In the Science Translational Medicine study, the STAT-Seq protocol correctly diagnosed two retrospective samples, one of which had Tay Sachs disease and the other which had Menkes disease. It also provided a diagnosis for four out of five of the undiagnosed newborns.

The team tested the protocol in a research setting on five newborn patients that had been admitted to the neonatal intensive care unit at Children's Mercy Hospital. Because it was done in a research setting, confirmatory testing had to be done, which took at least an additional four days before results could be returned to the parents.

In one patient with severe epilepsy, a molecular basis was identified within just one hour of data analysis, despite the fact that the variant in the disease gene had only recently been reported in two unrelated Amish infants and was not yet in the reference databases.

The patient ultimately passed away after five weeks of failed treatment when the parents chose to end ventilatory support. While this decision was made before the parents received the diagnosis, Carol Saunders, the clinical lab director at CMH, said the diagnosis was still useful.

"As a result of this project, the family has received accurate genetic counseling, and can now pursue carrier testing for at-risk individuals," she said during the conference call.

In a patient with a severe skin disease, the team identified a novel de novo mutation in a gene known to cause lethal skin disease. However, because it is a novel gene, "we need more evidence," said Saunders, adding that the team is now collaborating with another group to determine if the variant was in fact causative. This patient also passed away.

"This was the first baby for these parents, and they are interested in trying for a healthy baby, but understandably would like to know their risks for this to happen again," Saunders said.

In a third family, the researchers think that they may have identified an entirely new disease gene. In this case, the parents had two affected babies with heart defects and a condition in which some of the internal organs are on the wrong side of the body.

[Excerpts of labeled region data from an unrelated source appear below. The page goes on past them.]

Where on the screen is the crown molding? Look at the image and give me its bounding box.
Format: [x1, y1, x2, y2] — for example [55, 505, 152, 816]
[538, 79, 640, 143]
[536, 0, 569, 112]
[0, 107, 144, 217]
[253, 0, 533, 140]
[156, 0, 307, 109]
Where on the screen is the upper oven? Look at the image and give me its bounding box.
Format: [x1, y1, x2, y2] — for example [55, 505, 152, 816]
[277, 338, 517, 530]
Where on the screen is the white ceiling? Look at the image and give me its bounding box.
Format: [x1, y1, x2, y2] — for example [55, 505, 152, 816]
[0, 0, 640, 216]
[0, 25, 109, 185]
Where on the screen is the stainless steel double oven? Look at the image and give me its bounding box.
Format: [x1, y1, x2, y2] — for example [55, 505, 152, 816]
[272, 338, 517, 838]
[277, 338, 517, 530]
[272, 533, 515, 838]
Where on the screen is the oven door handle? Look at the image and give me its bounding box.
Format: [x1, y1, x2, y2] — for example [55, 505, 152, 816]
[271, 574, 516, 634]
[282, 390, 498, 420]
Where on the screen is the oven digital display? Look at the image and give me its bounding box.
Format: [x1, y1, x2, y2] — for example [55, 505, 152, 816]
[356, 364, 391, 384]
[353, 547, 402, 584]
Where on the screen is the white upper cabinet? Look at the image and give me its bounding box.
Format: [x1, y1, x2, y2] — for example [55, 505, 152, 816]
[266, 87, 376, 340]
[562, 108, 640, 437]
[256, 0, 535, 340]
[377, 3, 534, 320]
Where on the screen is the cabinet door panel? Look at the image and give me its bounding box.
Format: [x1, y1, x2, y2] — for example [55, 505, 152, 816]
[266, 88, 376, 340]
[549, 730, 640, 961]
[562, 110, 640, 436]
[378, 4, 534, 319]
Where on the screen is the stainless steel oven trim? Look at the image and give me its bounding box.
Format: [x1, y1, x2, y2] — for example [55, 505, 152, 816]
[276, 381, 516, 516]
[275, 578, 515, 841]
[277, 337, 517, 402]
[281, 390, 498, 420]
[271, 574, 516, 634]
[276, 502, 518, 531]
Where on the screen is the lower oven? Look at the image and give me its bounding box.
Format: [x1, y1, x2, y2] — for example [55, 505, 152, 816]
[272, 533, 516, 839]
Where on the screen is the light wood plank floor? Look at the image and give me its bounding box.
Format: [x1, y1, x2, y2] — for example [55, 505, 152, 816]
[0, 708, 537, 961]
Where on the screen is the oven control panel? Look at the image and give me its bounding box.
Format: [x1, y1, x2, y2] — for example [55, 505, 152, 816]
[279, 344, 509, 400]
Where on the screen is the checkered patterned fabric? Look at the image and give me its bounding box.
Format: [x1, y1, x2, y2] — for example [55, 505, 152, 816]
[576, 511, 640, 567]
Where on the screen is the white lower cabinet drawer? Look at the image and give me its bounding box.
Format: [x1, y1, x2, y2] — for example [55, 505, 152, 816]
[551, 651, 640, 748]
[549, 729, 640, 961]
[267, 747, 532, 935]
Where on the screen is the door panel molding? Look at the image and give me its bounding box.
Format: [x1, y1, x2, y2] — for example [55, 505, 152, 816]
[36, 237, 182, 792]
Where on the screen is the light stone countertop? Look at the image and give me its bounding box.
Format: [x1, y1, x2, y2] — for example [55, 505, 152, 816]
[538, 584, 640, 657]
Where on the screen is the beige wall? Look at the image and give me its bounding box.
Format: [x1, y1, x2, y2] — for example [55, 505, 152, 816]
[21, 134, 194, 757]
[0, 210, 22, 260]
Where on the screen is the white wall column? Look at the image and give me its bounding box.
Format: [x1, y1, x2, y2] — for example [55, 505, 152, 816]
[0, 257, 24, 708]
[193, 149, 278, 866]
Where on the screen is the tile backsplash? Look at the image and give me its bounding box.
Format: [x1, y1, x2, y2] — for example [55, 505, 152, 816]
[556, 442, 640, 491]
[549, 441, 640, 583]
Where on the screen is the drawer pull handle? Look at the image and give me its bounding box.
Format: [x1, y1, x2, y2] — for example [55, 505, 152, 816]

The initial search did not turn up any known disease genes. But because the unaffected parents had two affected children, the researchers also sequenced the parents and looked for variants for which the parents were heterozygous but that were shared by the siblings and identified two variants in the gene BCL9L. While it had not previously been reported as a disease gene in humans, previous significant animal modeling further supported the identification of a new disease gene.

Additionally, the parents now know that they are each carriers, which "allows them to have accurate genetic counseling regarding their risk to have another affected baby, and to make informed decisions about their reproductive future," Saunders said.

In the fifth case, no molecular diagnosis was made. The patient died after five days and doctors suspected a mitochondrial disorder. In this case, Saunders said that the causative mutation likely falls outside of their detection abilities.

"There are many important variants that lie outside the regions that we typically know to analyze, and some types of variants aren't captured very well by this technology yet," she said, citing large copy number variants and repeat expansions as examples.

Since the study, the team has analyzed another two patients. In one case a molecular diagnosis has led to the parents pursuing pre-implantation genetic screening in order to have a healthy child, and in the second case, the researchers believe they may have identified another novel disease gene.

CLIA Certification

Kingsmore told CSN that ultimately the goal is to be able clinically validate the STAT-Seq test, but he anticipated that getting CLIA certification would take some time. For instance, he said, the CLIA certification process for the targeted panel test has taken around 18 months.

"Having done it once, it may be faster, but we just don't know," he said. Until the test is CLIA compliant, the hospital will offer it on a research basis, with initial results being reported to the physician verbally and then included in the official report after confirmation with Sanger sequencing or another clinically validated method.